APIL has published its response to the proposals for fixed fees in Clinical Negligence cases. Interestingly they emphasise the important and unsung screening work done by claimant’s legal advisers.
This is something which I have mentioned in the past. It is very easy to overlook the importance of this in weeding out the weaker cases and ensuring that only the clearest of cases are presented to the NHS. I have never seen any acknowledgment of this by the government or NHSLA.
The impression is given of aggressive ambulance chasers who are simply building up case loads to attack the beleaguered health service. In fact, in the case of my own firm an average of 60 cases is pursued for every 1000 unhappy patients
In most cases this work is done without payment. It is, of course, in our interests to select the strongest cases. In a world of no win no fee litigation – imposed by successive governments – no litigator can earn a living by taking on weaker cases. This will ultimately lead to a reduction in the number of ‘cutting edge’ cases that have historically developed the common law. But that is another topic for another day. But the reality is that the volume of cases faced by the NHS is controlled by this unpaid work done by claimant lawyers.
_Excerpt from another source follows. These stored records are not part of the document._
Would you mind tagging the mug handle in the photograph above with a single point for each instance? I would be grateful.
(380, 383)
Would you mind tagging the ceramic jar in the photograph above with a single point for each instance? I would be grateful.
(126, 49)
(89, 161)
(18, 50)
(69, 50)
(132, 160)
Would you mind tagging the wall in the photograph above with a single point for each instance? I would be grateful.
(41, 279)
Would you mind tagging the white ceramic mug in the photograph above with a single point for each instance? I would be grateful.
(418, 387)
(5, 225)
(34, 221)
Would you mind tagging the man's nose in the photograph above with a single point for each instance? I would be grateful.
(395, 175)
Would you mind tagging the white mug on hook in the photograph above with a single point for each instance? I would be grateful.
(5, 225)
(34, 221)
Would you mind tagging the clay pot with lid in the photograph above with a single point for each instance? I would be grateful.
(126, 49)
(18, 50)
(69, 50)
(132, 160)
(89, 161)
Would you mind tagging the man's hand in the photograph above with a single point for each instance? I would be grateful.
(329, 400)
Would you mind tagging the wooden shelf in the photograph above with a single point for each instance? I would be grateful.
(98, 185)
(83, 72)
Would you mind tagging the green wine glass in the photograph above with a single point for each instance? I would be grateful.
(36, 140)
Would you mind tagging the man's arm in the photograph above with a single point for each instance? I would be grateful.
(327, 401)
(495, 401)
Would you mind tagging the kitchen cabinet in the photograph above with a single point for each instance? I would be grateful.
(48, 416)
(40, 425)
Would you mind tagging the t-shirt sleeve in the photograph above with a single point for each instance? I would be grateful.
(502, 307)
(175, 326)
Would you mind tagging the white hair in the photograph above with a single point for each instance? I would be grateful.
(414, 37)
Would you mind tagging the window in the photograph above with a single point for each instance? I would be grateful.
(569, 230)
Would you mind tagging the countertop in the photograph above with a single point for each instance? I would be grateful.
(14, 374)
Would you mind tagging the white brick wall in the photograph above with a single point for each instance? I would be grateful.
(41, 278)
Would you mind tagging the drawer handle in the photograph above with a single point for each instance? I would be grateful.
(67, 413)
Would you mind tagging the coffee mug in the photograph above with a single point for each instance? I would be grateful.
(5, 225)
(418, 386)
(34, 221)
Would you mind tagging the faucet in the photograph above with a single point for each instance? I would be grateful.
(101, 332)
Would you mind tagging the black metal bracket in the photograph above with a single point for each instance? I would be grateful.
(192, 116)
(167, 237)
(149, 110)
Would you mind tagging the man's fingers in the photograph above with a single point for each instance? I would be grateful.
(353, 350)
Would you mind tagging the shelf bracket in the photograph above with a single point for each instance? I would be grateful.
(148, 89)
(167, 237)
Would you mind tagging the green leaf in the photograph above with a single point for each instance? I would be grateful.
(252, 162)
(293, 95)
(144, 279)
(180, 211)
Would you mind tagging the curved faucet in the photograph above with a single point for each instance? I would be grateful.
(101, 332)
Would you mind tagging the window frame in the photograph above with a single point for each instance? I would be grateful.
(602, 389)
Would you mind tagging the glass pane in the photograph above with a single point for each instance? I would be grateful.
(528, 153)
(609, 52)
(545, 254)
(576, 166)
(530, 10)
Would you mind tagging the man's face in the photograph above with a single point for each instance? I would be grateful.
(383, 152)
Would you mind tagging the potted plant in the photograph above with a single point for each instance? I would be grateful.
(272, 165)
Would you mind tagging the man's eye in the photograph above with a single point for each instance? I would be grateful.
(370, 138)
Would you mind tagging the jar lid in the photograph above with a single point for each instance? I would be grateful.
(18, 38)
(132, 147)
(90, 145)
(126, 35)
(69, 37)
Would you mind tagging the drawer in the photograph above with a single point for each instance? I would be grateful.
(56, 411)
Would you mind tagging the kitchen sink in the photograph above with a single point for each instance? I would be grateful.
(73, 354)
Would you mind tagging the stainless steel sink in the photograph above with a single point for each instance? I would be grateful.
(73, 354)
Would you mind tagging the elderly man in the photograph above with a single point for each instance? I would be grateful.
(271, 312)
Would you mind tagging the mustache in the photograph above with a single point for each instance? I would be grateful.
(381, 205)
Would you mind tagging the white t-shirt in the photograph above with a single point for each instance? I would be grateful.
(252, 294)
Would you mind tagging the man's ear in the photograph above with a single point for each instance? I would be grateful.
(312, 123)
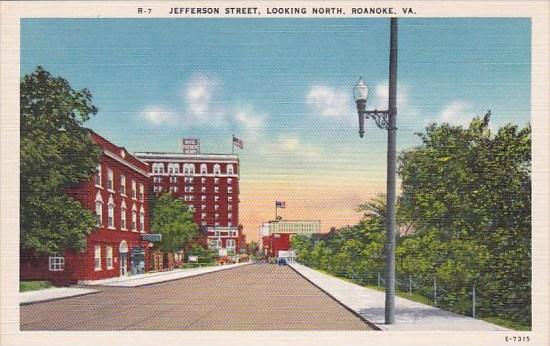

I have to agree with APIL that a squeeze on payments in lower value reduce lawyers’ capacity to carry out this exercise. Although I suspect that many firms will still be cautious, for the sake of their own commercial viability. Equally they do have a point that a deluge of poorly screened cases will ultimately lead to much higher costs overall.
I am not in fact against the idea of fixed costs in principle. Any arrangement that rewards speed and efficiency must be preferable to one that encourages the chalking up of as many hours as possible. But if the aim is to use this to reduce the number of claims then any economy will be false.
This is of course based on the government’s fixation with blaming victims and their advisers.
Far more significant savings will be achieved by a focussing on the avoiding of negligence in the first place. It would also lead to huge savings if early admissions were made. How often to these cases develop into a war of attrition only to settle at the 11th hours after eye watering costs have been incurred?
The NHS has notably, been criticised by the courts for refusing to mediate in some cases –
These fundamental changes in attitude will achieve far more than any tinkering with the costs regime.